Maui received an "A" grade for air quality--the best in the state--in an American Lung Association (ALA) national report.
In the "State of the Air 2013" report released in April, Honolulu received a "B" while Hawai'i County received an "F" in the particle pollution 24-hour category.
The state branch of the ALA attributed Hawai'i Island's failing grade to air quality monitors that are downwind of Kilauea's active volcano.
Even as some Maui residents complain about cane burning, dust from various fallow agricultural fields, and ongoing vog conditions, the American Lung Association’s recently released “State of the Air 2013” report that gave Maui an “A” grade for its air quality in the particle pollution 24-hour category.
Photo: Debra Lordan
On Maui, national air quality standards are based on 24-hour averages. Cane burning and agricultural dust problems do not occur for long enough periods to affect the averages. There are no standards for particulate matter for less than 24 hours.
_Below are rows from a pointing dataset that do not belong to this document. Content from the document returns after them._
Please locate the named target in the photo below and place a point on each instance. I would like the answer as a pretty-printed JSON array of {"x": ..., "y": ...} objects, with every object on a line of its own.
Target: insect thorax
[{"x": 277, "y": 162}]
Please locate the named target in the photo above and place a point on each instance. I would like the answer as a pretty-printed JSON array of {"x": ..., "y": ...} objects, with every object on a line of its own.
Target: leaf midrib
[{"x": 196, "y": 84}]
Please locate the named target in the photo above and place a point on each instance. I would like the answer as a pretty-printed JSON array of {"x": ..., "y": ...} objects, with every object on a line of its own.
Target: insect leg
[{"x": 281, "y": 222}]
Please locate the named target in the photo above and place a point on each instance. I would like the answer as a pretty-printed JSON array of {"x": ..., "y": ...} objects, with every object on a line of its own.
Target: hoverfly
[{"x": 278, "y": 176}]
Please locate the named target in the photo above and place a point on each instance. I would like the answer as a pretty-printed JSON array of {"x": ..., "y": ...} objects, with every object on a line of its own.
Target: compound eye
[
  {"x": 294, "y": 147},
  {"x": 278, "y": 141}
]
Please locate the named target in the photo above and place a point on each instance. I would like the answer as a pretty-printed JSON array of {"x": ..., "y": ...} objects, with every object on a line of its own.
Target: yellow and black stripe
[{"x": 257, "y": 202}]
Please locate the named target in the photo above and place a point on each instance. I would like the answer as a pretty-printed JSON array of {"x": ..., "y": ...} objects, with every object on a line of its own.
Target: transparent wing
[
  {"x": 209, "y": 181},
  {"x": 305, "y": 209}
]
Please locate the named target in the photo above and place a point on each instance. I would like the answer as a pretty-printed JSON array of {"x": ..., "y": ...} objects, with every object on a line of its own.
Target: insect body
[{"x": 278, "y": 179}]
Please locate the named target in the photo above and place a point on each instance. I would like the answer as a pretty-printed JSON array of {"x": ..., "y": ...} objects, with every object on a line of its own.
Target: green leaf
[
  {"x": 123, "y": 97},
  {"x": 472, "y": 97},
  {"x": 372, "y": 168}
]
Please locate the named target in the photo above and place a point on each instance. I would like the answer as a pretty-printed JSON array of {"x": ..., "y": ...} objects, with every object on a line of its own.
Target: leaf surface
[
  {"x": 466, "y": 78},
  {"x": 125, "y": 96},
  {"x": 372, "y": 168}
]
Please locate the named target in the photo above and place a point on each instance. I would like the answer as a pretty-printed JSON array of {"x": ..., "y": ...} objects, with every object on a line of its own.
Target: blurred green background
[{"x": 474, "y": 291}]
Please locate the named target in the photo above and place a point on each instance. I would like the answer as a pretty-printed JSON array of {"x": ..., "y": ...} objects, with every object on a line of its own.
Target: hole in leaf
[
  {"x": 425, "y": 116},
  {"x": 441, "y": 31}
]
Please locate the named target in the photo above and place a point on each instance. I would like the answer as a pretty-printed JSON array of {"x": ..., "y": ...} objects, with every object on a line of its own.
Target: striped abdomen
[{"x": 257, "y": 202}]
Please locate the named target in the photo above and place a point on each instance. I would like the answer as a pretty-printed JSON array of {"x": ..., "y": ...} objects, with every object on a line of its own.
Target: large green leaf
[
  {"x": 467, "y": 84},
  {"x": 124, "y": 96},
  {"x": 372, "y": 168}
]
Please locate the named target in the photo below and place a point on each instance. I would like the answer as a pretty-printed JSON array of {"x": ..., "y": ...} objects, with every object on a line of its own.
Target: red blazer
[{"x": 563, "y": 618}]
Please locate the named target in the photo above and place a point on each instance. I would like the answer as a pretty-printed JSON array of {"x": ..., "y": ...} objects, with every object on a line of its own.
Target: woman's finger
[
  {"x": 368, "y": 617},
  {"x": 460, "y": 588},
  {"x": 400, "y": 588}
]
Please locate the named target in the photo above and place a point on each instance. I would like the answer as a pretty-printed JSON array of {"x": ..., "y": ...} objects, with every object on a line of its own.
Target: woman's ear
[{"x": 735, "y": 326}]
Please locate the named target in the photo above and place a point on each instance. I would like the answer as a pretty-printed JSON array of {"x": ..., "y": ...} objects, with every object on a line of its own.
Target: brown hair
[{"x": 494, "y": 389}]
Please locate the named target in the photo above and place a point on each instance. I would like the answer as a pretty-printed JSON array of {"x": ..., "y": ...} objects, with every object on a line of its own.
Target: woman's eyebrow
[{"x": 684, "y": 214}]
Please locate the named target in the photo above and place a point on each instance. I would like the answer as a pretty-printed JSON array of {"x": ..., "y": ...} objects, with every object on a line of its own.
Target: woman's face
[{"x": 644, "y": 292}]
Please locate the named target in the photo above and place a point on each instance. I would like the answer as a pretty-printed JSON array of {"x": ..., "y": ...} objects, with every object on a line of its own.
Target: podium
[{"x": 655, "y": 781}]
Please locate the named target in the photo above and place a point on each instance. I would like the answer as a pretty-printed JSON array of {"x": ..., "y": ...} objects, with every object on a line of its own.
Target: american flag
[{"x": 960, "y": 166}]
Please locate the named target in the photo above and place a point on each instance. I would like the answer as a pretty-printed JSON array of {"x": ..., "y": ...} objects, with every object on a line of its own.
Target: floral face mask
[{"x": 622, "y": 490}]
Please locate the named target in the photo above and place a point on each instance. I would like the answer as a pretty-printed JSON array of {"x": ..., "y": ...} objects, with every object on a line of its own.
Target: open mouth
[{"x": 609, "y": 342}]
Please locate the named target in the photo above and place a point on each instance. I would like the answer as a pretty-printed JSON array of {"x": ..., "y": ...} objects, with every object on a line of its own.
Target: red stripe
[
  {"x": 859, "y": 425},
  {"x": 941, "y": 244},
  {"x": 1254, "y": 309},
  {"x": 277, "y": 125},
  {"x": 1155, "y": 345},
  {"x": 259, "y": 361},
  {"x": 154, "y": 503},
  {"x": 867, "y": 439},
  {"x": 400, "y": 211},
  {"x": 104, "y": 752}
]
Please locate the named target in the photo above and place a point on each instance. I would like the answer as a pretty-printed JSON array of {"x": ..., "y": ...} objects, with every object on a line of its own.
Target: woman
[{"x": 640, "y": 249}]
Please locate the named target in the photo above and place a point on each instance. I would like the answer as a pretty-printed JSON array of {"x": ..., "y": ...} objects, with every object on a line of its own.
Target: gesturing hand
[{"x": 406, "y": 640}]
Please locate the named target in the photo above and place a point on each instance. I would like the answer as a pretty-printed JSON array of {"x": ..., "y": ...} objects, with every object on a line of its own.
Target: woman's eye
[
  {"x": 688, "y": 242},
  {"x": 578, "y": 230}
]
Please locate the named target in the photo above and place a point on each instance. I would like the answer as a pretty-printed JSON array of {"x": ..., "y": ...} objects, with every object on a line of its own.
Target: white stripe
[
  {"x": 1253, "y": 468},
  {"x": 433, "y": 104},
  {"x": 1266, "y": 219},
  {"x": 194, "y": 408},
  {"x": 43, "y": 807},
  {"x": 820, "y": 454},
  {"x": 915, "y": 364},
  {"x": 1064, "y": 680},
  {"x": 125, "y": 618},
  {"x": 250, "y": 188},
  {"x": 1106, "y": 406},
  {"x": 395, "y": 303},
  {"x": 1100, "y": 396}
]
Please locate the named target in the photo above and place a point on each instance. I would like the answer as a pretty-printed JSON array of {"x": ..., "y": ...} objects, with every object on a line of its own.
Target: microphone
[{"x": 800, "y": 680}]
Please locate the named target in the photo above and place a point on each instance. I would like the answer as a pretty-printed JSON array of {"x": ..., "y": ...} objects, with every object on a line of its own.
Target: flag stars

Air quality monitoring stations are located in Kihei and in Paia. Although some residents have complained that the longtime Kihei monitoring station is in the wrong place, the state Department of Health's Clean Air Branch said the station is in the most logical location, because most of the island's air pollution naturally flows down to South Maui. It also is in a place that is dry and dusty, so it would have the best chance of picking up particle pollution.
In April, readings at the Kihei station ranged from a low of 5 micrograms per cubic meter to a high of 12 micrograms per cubic meter, meaning that the averages over a 24-hour period were not even close to exceeding national standards.
Although volcanic gas emissions from Kilauea volcano create vog that impacts Maui and other islands if the trade winds stop or if wind blows Kona (southerly), "people should be assured that Hawai'i's overall air quality is good, said ALA member Steve Businger. "I don't think people need to worry unless they happen to be very sensitive to vog."